If gay rights existed, an innocent IVF child would NOT be STATELESS.

This is NOT about intersex rights or NON-biological parent rights, it is about NOT lying and NOT living in secrecy which PUNISHES innocent children. We have crossed so many bridges where a lot of people would have either left or died. An IVF father was left for DEAD and threatened but he miraculously has survived for his IVF children thanks to the love and support of his family. The answer is TRUTH like Edie Windsor and like Rosa Parks and like Mahatma Gandhi. Secrecy and lies are a failed approach. In truth, we will get EQUAL rights for future intersex people, future IVF children and families, future IVF fathers including gay fathers, future family caregivers AND NO STATELESS IVF children. And if speaking the truth and asking for EQUAL rights is a CRIME, please do what you need to.

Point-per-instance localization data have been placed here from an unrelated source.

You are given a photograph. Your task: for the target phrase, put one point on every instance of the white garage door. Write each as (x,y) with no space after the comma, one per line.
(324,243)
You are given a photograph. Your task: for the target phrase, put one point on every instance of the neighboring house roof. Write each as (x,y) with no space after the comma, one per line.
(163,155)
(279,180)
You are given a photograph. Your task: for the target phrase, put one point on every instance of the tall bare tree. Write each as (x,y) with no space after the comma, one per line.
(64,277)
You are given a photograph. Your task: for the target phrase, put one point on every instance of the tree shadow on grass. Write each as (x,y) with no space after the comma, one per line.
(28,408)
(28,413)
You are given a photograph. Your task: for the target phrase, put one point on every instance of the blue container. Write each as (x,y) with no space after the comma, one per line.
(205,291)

One cannot teach other’s kids to put the trash in the trash can but can inculcate that with their own kid with repetition. An IVF father wants an opportunity to teach his own IVF child to learn to say the TRUTH, does he have that right? If others teach their child to LIE, an IVF father cannot control that.

7 thoughts on “Discrimination of IVF

  1. Thanks, Krissy. It’s human nature to be cuuoris. So, of course, people ask adopted kids and adults questions. (You’re never nosy, by the way.) My realization was that I need to be more in touch with how I want to respond, to be more authentic, rather than to simply answer questions if I’d rather not. I think, too, that sometimes adopted people feel that we have to talk about our situations because we’ve been conditioned to feel like we’re no different than anyone else, which is both positive and negative. It’s good to feel that we fit in perfectly with our families and the rest of the world, but the fact remains that our family lives are different. Sometimes, we just don’t want to deal with it and, on those occasions, it’s probably better if we simply say so.